Smoking has its allure--it offers a few minutes to step outside of ourselves, it's kind of meditative--but the danger is hardly news. Smoking cigarettes is reckless; the smell, yellow teeth, the obvious health risks, just for starters. A lot of LGBTs (we smoke at higher rates than the rest) are beginning to shy away from traditional smoking for the less carcinogenic, less smelly e-smoking. The alternative is not just an aesthetic choice.Users can purchase nicotine concentrations for e-cigarettes that some say allow them to step down from, and ultimately off nicotine altogether, allowing them to quit.

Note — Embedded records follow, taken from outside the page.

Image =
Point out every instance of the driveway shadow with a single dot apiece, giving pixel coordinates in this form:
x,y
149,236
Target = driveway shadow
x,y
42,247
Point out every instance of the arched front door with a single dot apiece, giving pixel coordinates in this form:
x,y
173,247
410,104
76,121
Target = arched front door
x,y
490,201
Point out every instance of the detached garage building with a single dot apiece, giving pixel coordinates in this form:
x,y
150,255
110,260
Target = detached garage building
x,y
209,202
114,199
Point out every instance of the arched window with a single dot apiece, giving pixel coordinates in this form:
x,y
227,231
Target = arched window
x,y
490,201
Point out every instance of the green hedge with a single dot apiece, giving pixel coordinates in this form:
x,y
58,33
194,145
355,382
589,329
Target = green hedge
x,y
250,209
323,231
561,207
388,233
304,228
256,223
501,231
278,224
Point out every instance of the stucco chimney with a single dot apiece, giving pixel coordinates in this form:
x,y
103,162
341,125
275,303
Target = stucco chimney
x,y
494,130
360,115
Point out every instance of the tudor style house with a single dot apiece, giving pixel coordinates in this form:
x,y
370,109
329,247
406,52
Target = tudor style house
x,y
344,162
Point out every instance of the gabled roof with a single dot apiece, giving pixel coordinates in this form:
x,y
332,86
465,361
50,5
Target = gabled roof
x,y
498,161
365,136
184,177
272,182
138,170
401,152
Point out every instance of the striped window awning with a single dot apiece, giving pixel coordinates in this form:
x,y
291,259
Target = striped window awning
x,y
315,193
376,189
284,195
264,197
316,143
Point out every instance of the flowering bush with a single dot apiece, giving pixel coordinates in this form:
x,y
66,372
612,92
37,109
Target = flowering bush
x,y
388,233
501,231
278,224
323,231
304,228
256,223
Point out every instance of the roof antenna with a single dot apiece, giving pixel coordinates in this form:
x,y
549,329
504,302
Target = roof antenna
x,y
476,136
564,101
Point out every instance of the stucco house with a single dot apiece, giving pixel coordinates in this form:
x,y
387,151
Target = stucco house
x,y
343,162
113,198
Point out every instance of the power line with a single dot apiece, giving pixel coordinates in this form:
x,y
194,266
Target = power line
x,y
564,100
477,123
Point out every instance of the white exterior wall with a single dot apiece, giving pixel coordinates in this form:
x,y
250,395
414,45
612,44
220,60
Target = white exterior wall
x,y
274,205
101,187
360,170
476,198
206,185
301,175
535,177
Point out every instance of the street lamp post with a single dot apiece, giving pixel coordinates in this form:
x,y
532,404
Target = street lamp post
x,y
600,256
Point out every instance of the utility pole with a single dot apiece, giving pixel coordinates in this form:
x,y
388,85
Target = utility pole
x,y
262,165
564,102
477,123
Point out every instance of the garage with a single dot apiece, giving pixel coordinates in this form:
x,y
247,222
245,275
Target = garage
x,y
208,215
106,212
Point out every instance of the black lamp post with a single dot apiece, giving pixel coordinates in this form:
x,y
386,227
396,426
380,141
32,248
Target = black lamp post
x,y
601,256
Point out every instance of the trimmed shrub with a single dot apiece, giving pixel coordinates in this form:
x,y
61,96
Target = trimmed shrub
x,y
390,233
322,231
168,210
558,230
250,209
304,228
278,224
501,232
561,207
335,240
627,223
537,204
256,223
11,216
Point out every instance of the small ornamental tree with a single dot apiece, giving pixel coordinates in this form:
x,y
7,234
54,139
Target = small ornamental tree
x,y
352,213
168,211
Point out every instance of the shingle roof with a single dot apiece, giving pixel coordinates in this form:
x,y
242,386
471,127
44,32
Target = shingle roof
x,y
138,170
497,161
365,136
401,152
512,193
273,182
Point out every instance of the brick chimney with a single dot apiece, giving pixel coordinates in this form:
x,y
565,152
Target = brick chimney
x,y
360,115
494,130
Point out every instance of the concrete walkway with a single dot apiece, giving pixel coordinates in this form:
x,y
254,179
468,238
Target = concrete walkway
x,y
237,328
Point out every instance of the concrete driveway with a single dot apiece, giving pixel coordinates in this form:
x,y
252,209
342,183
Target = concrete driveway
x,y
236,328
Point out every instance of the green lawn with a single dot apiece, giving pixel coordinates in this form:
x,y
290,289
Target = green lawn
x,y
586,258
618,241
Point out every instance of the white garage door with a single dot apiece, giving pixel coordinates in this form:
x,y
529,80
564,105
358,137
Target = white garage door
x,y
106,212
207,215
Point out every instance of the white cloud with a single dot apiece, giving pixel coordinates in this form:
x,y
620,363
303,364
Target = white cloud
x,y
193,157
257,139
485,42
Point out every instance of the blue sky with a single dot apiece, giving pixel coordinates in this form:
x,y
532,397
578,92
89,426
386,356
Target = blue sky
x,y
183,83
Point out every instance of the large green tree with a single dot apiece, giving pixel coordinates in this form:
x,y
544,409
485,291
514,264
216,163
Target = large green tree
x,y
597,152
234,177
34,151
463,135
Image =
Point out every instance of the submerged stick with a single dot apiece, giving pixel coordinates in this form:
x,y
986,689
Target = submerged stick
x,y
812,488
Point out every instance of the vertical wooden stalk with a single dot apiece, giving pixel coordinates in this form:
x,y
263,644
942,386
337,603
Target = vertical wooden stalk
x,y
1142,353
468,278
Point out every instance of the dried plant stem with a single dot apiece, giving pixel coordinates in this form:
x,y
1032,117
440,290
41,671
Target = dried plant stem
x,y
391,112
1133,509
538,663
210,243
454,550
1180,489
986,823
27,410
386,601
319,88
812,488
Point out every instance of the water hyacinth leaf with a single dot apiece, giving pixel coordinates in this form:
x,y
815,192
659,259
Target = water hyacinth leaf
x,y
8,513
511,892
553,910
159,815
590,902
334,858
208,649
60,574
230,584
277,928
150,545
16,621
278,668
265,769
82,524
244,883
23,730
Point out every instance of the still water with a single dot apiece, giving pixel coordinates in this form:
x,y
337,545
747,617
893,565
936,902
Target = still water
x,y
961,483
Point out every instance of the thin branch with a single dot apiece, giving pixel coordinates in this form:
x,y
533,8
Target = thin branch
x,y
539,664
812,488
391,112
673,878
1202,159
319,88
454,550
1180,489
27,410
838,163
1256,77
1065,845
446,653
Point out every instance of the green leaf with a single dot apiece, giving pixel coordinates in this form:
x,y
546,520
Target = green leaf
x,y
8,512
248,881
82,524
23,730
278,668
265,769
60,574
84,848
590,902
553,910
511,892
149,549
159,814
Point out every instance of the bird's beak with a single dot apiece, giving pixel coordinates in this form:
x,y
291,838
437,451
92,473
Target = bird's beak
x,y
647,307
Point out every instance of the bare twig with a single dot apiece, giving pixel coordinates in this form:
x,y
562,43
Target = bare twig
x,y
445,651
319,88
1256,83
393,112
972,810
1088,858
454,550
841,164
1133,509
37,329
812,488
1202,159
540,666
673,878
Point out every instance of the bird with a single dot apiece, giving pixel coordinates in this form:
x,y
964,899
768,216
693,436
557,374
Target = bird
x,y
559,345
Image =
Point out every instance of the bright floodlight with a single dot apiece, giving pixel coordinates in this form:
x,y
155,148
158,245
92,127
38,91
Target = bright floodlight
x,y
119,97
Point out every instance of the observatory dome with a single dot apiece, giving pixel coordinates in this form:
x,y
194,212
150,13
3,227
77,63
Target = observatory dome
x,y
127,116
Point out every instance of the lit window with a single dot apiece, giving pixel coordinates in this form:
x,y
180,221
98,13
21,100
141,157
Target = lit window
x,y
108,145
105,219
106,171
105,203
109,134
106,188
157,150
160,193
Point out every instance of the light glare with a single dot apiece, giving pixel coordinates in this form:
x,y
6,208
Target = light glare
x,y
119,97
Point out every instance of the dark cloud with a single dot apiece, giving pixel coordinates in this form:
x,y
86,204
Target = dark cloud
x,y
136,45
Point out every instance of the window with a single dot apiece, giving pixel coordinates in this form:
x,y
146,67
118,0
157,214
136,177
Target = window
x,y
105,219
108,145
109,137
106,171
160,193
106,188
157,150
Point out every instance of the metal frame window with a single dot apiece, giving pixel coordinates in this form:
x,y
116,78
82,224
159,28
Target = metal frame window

Former Surgeon General Dr. Richard Carmona, rather controversially, joined the board of directors for NJOY e-cigarettes in 2013, telling the Associated Press, "If we can find a viable alternative that gave us harm reduction as people are withdrawing from nicotine, I'm happy to engage in that science and see if we can do that." And harm reduction may be possible so long as most e-cigarette "vapers" are smokers or ex-smokers.
The jury may still be out on the health effects. But if they have the potential to reduce death and disease, they're worth further investigation. Add that to the fact that when you light them up, you feel like you're in a James Cameron movie. Take that, Marlboro Man.